Getting away from your “tronics”, as I’m sure no kids are calling them, is a pretty simple thing to do. Just put them in a drawer and forget about them. Filling your time with something else may be slightly more difficult, but the real challenge comes with finding a reason to unplug. I presume you’re living a pretty happy, fulfilled life, and you’ve been doing that with electronics by your side almost every step of the way. Why stop now, right? Good question.


With constant access to information, social media, and really anything we could ever want right at our fingertips, it’s hard to think that we may not be in touch with who we are. I got news for you, fella: there’s a pretty good chance that’s exactly what’s going on.

When you (I’m guilty of this, too) wake up in the morning, what’s the first thing you do? I’m willing to bet that whatever it is, it involves your phone. Whether you’re checking the news, Facebook, your emails, or just playing a game, the likelihood is that your phone is one of the very first things you interact with upon waking up (after your snooze button—which is probably also on your phone, of course). That’s silly. It’s almost like we’ve forgotten how to do something as basic as wake up without being connected.
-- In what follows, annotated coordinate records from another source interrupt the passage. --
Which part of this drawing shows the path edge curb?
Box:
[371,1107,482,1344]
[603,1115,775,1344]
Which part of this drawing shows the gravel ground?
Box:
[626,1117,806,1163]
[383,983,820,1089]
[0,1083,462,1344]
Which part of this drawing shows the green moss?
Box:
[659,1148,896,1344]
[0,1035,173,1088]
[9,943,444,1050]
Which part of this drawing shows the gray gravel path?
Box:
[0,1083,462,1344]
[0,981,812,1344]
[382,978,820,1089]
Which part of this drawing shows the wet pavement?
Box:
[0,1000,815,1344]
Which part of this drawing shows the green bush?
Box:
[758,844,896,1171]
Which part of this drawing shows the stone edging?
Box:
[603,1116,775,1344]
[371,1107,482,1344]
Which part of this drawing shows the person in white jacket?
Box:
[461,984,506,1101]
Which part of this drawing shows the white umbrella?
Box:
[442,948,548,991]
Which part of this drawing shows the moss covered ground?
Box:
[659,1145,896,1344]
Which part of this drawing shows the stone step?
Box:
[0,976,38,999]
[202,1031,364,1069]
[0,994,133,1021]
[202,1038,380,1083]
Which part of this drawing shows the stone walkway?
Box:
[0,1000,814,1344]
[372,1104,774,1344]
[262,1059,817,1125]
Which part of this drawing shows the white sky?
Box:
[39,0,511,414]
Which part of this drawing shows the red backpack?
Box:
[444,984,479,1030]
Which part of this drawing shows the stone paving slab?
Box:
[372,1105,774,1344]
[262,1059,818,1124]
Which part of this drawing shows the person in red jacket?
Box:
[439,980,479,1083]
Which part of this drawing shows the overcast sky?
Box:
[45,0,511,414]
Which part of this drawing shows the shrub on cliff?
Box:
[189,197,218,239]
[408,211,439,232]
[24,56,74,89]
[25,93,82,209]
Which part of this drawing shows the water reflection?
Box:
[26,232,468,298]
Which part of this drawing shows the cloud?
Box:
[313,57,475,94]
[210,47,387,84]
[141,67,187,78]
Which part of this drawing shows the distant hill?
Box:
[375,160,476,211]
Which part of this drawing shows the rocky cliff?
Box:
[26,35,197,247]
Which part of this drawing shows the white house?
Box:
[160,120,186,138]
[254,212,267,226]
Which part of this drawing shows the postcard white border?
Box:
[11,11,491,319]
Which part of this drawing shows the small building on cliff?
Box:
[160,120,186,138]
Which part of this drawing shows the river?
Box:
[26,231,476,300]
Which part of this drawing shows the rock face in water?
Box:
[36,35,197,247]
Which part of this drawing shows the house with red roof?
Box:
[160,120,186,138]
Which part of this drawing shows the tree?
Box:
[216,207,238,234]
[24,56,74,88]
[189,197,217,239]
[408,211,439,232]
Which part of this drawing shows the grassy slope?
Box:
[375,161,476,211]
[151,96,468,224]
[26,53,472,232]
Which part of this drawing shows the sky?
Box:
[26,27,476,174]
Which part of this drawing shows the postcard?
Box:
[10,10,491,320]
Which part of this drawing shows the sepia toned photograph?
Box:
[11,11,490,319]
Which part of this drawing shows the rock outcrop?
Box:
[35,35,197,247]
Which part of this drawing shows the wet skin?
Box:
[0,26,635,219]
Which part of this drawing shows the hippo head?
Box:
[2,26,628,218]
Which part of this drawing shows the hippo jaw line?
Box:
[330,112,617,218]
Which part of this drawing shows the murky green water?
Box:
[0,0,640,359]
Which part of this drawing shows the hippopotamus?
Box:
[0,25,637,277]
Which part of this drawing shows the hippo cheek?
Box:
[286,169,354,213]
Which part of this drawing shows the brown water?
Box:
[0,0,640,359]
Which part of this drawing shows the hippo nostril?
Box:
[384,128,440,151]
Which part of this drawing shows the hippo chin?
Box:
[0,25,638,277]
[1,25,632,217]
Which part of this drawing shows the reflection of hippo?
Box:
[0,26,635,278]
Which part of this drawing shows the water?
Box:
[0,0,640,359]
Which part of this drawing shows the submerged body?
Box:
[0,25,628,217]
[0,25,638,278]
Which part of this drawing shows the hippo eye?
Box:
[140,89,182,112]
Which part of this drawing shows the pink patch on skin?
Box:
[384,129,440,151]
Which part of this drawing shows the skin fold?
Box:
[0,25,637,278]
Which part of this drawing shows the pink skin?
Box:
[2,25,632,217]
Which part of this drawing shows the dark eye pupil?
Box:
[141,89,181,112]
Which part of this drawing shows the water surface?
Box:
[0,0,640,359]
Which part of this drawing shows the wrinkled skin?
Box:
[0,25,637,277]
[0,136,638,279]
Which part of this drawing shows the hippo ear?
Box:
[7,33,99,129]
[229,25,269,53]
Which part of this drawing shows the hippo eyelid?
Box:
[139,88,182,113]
Remember when waking up meant tossing and turning a little bit, or staring at the ceiling? We had time to acclimate to the new day. Now, we open our eyes and the familiar glow of our phone screen illuminates the bed around us.

There are a couple of problems with this, not the least of which are that our reliance on these devices has caused us to forget how to be alone with ourselves. It also creates a false sense of reality.

First, not being able to be with ourselves, or alone, is what causes us to feel the need to check our phones every 15 seconds. We need to see if someone has texted us, or if we got a like on Facebook, or if someone tagged us on Instagram. We’ve placed our happiness on the actions of other people so much that if we don’t check what’s going on, or if we don’t get the response we’re hoping for, anxiety and fear build up in us. This is no good.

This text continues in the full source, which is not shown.